OK, I think I get it. But, if I am honest, I am still a little confused.
That’s ok. And you definitely aren’t the only one. This is why we offer an hour-long, consultation to all that are interested. There is no substitute for sitting down with a professional and getting to ask all of the questions you need to ask. But let me give one more example in the hope of clarifying… this is a dialogue we have used thousands of times in our office…
Let’s say I were to offer you $10,000 to learn how to wiggle your ears over the next two weeks. Does that sound like a good idea? *client nodding head, excitedly* So now, I send you off for two weeks… how would you go learn to wiggle your ears?
The client chimes in;
“I would go and talk to a friend who knows how to do it…. I would look up videos”.
Smart! You would check in with people who already know what it is you’re trying to do. That way, you’re getting information on what you want to accomplish.
Now that you know what it looks like and have studied some techniques… what’s the next step?
“I would practice”
How would you practice?
“Maybe go look in a mirror and see if I’m doing it?”
Exactly! The mirror would be the tool you use to see if you are truly wiggling your ears. It would be a way for you to receive feedback on any movement. As you are experimenting with flexing facial muscles, and making all kinds of faces, you might see a little movement and say to yourself, “Ooooooh I did something!! I don’t know what I did, or how I did it, but I did something!”

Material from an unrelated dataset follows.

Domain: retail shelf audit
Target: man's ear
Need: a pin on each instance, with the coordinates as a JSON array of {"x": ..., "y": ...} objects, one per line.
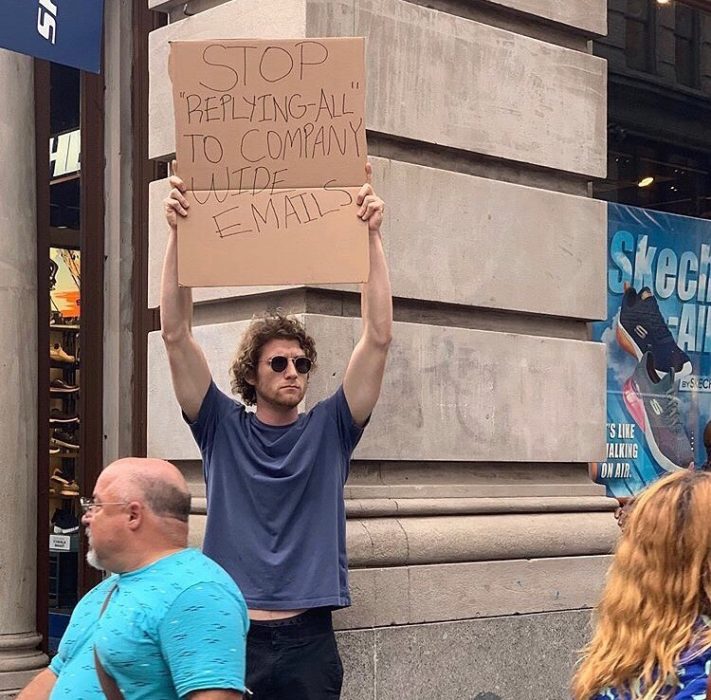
[{"x": 135, "y": 514}]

Now, if you came back in a couple of weeks, after wiggling your ears just one time on let’s say, day two out of 14, how well do you think you would remember how to do this?
“Probably not very well.”
Right, because the key is to practice. Lots and lots of repetition. By getting feedback on wiggling your ears and practicing it over and over again, you begin to learn what it is you need to do to wiggle your ears. In reality, what is happening is that you are rehearsing a very specific set of neural connections in your brain and forming a new, engrained, neural pathway. In the case of wiggling your ears, it’s what we call a “muscle memory”. Through practice and feedback, you would be able to bring up this new skill at the snap of your fingers. The primary principal of how your brain learns best is “repetition”. When neurons fire together often enough, eventually they wire together and become much easier to use. After you have ridden a bike for a while, how often are you actually thinking about all of the things you need to do to actually ride the bike? How many times have you driven to work? If it has been a lot, how many times have you driven to work and later can’t recall your ride in? That’s your brain on “autopilot”.
This is basically what you are doing with your brain during neurofeedback. The system you are practicing on is essentially a mirror that is giving you visual and auditory feedback, allowing you to create, practice and engrain new neural pathways, using more regulated levels of electrical activity. If your brain’s electrical activity becomes dysregulated (which can happen in many ways) it can create engrained pathways that cause dysfunction. Neuroplasticity tells us that we can teach you to make new neural pathways, that use more regulated levels of electrical activity, to alleviate the dysfunction, and engrain those pathways instead. Practicing this in a brain “mirror” allows you to build deeply engrained, functional neural pathways, that when used regularly, last a lifetime.
OK, great analogy! That makes sense. So, if I learn to make a healthier brain and can prove it using neurofeedback do, I get the $10,000?
No, but you get a team of great people that are here to support you as you move down life’s road and a really healthy brain!